“With No Experience in Such Matters”

I’m not sure if something happened to Stephen Dunn between 1978 and 1981 to change his view of life, but I do know that I found myself liking this poetry much more than his earlier poems. I found myself marking poem after poem to come back to, unlike the first pages of this collection.

I found this poem particularly moving, perhaps because it is sandwiched between poems about his mother’s and father’s death:

WITH NO EXPERIENCE IN SUCH MATTERS

To hold a damaged sparrow
under water until you feel it die
is to know a small something
about the mind; how, for example,
it blames the cat for the original crime,
how it wants praise for its better side.

And yet it’s as human
as pulling the plug on your Dad
whose world has turned
to feces and fog, human as–
Well, let’s admit, it’s a mild thing
as human things go.

But I felt the one good wing
flutter in my palm–
the smallest protest, if that’s what it was,
I ever felt or heard.
Reminded me of how my eyelid has twitched,
the need to account for it.
Hard to believe no one notices.

Perhaps what makes the poem so poignant is the second stanza, where he puts the act into “human” perspective. I’ve had to make the decision on whether or not to “pull the plug” on a parent suffering from Alzheimer’s disease, but I would still hate to have to drown a small bird with a broken wing. Thank goodness.
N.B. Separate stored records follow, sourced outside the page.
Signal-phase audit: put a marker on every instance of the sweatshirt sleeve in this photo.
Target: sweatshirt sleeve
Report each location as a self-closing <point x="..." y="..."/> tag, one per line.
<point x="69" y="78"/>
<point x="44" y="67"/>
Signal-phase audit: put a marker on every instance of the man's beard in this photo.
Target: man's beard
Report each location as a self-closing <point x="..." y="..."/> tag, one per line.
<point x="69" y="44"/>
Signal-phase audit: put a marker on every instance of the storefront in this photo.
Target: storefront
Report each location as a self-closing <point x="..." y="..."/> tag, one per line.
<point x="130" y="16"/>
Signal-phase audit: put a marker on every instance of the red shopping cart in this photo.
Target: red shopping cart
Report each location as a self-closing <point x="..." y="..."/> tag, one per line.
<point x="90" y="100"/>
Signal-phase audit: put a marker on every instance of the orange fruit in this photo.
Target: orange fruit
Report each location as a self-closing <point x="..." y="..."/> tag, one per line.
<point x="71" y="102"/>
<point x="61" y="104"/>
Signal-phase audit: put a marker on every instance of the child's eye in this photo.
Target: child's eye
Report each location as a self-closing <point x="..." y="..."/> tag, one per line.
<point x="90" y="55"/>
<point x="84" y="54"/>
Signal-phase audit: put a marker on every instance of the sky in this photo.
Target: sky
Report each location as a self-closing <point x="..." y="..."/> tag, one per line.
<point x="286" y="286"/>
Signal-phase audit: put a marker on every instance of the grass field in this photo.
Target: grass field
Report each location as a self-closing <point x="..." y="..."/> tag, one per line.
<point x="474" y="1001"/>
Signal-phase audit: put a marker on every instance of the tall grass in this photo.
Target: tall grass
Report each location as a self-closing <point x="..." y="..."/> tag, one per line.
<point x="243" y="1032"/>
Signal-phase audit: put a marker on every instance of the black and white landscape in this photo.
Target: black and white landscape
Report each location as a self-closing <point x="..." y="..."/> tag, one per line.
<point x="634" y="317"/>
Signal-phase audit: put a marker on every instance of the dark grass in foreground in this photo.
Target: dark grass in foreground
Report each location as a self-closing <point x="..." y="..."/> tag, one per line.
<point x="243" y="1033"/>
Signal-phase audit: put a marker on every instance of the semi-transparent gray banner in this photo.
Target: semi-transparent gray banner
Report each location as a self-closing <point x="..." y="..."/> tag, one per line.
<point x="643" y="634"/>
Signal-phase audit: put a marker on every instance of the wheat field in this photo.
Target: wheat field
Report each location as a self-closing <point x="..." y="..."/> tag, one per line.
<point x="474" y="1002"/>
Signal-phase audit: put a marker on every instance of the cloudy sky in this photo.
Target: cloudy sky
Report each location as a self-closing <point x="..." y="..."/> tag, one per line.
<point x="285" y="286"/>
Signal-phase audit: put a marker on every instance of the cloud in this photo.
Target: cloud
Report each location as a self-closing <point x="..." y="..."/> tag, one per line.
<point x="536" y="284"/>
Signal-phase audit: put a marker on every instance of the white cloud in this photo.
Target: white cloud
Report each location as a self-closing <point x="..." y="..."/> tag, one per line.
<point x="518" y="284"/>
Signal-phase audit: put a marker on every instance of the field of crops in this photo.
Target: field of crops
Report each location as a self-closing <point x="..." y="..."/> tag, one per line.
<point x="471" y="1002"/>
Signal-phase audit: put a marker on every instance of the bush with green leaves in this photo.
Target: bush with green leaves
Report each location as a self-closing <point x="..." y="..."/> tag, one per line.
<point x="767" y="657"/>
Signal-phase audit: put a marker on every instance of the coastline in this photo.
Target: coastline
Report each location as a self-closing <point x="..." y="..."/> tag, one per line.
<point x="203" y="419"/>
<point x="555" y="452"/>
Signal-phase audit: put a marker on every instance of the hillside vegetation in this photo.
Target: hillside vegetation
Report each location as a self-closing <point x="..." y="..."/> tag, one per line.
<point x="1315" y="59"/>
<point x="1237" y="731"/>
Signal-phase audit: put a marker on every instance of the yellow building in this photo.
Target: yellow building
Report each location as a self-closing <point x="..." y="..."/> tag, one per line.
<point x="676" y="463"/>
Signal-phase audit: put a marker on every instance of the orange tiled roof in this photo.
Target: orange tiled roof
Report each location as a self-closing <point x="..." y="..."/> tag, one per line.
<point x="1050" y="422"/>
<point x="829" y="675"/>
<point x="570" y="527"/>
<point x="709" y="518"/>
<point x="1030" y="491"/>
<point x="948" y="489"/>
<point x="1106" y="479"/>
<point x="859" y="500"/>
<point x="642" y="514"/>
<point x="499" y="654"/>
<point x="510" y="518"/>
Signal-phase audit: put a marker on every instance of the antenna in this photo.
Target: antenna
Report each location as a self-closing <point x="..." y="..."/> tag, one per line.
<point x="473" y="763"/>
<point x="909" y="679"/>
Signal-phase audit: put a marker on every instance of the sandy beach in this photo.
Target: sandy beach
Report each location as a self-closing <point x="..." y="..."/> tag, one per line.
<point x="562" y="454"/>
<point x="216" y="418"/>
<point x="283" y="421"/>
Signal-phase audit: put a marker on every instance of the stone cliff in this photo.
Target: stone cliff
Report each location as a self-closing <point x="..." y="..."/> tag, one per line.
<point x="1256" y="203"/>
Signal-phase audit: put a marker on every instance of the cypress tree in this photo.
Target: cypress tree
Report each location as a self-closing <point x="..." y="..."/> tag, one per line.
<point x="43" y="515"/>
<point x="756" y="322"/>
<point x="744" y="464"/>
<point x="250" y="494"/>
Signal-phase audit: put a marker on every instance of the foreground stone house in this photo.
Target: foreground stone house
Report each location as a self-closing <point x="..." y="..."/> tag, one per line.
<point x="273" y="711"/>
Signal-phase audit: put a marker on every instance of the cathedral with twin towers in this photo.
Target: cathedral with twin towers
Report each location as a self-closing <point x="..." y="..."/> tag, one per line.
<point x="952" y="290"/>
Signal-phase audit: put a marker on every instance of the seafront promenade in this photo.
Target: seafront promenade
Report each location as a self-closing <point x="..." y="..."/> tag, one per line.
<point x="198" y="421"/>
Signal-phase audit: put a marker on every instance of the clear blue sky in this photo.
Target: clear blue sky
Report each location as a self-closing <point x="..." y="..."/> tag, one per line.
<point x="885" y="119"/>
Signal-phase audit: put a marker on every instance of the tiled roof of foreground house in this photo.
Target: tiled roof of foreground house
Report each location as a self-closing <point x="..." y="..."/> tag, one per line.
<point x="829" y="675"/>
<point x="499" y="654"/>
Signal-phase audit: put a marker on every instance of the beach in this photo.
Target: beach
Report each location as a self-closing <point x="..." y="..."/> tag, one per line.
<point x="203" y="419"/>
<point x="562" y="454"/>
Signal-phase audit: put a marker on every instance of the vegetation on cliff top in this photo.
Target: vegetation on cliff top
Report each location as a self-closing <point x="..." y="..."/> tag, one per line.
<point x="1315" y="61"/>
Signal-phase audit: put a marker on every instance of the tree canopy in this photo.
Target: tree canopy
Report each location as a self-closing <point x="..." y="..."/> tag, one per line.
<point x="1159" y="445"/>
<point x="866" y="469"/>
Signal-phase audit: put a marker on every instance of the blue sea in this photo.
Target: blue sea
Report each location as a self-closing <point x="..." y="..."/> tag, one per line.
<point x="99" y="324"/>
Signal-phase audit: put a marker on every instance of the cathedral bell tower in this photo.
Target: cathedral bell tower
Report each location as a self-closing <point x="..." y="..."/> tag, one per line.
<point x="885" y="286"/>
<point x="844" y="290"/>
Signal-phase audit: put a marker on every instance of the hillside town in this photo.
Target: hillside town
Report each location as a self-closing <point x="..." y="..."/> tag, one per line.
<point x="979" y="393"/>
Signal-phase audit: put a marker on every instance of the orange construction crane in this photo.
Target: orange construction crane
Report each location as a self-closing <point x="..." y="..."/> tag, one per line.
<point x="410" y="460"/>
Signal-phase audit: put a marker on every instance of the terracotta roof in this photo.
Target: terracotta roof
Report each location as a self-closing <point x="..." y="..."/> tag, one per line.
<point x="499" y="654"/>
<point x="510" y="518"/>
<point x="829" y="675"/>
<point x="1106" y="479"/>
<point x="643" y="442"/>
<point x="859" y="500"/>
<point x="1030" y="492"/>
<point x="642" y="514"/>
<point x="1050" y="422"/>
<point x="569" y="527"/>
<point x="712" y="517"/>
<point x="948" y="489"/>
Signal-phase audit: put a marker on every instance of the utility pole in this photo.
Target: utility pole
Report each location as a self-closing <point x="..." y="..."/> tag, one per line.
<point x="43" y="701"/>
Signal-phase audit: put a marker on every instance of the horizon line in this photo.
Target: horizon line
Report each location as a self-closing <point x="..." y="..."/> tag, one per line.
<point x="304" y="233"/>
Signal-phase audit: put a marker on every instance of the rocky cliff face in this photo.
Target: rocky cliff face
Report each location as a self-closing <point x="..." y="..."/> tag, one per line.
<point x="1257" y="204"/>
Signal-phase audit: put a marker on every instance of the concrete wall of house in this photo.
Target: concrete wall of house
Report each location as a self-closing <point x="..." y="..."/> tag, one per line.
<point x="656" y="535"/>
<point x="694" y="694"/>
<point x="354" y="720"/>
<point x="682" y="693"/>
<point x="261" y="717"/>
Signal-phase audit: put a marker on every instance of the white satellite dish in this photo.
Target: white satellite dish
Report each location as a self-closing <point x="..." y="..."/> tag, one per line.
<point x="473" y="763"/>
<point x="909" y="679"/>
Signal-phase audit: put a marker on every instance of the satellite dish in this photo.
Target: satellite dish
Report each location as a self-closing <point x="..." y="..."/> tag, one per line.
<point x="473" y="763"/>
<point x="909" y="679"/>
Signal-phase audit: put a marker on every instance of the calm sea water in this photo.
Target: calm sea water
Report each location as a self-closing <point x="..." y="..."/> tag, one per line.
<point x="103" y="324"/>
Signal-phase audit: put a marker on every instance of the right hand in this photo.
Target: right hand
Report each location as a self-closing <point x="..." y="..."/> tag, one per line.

I don’t want to ever reach the point in my life where taking the life of some innocent creature comes easy, even when it’s easy to rationalize the action. Anyone who’s ever had to put a pet to sleep will recognize the power of this poem.

No wonder we all have psychological twitches, scars from past actions, that seem to stand out to us even though no one else seems to recognize them.